It's a made for video movie, on a second-rate cable channel, but it's a good one. The girls are cute, the Wizard is appropriately old, slightly pedo and looks like he'd borrowed Emperor Palpatine's image consultant for the week. (We're talking about a guy who drools ink.) He's game, however when asked for demon summoning instructions. He shuffles over to the bookcase and gives them a suitably ancient volume.

"And this is how you summon the demon Asmodeus..."


It's the sleepover. The set designer has laid out a circle on the floor, with thirteen candles equally spaced around it, the girls are also, and are chanting...All at once, there's a puff of smoke, and a tongue of flame and He appears!

Wrong. 

Blame Hollywood, but most of this is bunk, even if you do believe in the supernatural. It goes along with the demon in question usually being played by an actor either looking like a leading man (fake form) or heavily made up by a disciple of Dick Smith (real form), and the fact that these kids can not simply evoke, or invoke but summon a demon first time and from vague instructions in 16th century English. Oh, and the fact that the girls naturally let him hang out on our plane afterwards, if they don't ask him to be their boyfriend, possess someone, or make a deal for their souls.

You know, normal slumber party stuff.

In the real occult, as in The Magus, or The Grand Grimoire, it takes about five years of study and practice to learn to do spirit work well enough to get a given demon (much less a major-league Prince of Hell) to appear at least part of the time. And the spirit isn't always going to be in corporeal form, much less look like a human. And what you're supposed to do with it is to boss it around, then banish it. And the demon is supposed to apparate outside the circle, while the caster is in it.

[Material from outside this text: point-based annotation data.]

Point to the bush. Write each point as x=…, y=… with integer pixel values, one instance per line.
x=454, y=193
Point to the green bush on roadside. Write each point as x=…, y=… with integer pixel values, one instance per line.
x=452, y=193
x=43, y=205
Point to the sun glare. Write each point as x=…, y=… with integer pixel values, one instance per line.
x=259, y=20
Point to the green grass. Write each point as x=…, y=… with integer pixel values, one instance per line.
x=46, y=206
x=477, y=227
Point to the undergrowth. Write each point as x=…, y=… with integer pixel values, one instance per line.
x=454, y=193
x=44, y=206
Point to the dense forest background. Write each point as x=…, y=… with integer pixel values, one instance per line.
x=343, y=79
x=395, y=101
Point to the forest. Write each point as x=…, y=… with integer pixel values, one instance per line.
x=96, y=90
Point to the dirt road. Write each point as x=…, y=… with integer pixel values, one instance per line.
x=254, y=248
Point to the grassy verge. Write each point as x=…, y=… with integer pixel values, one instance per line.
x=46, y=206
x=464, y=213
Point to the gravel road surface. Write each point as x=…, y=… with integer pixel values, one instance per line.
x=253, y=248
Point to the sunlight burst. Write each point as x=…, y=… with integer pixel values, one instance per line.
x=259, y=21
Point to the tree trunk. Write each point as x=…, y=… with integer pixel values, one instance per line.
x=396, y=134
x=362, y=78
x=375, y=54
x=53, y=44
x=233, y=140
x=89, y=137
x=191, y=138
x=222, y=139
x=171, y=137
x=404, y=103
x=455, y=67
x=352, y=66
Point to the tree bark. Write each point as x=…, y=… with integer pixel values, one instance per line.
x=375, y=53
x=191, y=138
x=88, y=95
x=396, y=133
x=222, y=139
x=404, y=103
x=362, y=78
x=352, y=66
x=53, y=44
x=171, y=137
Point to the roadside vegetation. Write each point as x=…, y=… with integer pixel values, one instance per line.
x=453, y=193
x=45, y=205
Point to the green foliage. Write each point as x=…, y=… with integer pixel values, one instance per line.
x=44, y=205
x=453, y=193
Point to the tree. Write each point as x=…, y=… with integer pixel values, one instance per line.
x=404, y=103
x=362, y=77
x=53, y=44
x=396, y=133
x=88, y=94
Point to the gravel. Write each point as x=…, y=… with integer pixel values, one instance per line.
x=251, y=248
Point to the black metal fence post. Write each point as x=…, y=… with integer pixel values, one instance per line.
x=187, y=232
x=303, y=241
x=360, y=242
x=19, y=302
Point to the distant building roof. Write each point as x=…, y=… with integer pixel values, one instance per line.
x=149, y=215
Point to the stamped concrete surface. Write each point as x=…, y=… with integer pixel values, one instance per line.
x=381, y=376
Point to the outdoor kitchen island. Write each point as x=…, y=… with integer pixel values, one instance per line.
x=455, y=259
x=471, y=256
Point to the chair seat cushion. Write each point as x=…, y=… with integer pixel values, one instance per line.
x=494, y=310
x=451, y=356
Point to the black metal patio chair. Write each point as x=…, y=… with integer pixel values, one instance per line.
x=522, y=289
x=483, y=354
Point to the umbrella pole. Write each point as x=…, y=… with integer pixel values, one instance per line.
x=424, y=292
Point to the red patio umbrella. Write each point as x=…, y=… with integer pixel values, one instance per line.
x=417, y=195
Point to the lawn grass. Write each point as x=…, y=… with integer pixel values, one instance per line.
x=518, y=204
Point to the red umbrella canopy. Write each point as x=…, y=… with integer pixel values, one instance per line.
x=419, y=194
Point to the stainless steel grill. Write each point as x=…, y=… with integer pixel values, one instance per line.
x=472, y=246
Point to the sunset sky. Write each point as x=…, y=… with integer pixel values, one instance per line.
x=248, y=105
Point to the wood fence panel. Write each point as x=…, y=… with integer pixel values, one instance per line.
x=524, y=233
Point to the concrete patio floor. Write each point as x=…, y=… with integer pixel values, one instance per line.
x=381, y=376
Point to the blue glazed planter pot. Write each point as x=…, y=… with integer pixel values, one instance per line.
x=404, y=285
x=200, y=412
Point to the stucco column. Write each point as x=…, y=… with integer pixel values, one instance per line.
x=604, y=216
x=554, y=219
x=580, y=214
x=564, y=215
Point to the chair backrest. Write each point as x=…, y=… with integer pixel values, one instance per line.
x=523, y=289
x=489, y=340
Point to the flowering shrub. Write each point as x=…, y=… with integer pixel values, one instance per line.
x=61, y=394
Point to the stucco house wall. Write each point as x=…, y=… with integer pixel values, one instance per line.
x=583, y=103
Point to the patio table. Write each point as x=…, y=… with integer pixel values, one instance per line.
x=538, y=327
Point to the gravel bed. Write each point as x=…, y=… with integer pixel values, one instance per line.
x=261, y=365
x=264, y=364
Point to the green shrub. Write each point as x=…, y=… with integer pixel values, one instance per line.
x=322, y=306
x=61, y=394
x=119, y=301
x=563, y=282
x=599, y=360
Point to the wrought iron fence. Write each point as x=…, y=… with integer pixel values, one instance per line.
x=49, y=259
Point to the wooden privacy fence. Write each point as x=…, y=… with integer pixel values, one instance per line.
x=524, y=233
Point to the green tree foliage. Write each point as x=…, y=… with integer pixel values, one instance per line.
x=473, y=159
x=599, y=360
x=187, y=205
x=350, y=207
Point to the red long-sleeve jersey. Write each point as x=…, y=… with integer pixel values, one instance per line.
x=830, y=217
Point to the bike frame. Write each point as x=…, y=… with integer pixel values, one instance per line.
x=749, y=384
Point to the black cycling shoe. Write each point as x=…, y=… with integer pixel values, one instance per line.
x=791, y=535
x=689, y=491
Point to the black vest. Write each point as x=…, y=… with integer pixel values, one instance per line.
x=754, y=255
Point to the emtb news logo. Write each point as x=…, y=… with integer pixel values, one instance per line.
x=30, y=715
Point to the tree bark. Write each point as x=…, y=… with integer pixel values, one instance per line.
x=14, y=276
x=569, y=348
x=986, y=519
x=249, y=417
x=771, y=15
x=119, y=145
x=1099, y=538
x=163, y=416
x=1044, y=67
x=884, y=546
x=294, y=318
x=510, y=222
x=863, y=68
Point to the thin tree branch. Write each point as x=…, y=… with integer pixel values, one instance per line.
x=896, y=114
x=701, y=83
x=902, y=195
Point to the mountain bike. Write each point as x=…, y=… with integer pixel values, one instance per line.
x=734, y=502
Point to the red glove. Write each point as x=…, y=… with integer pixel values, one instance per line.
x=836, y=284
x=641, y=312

I know. It's just not going to work dramatically, if the girls are middle-aged, and they've been at this awhile. And you're going to want to have a handsome demon, because it's easier and more interesting to write in a romantic interest than to have a connection with a wavery shadow that (the audience is told) smells like roses. And it just seems to work, that there's this ring of fire, and chanting, and poof! you have a demon.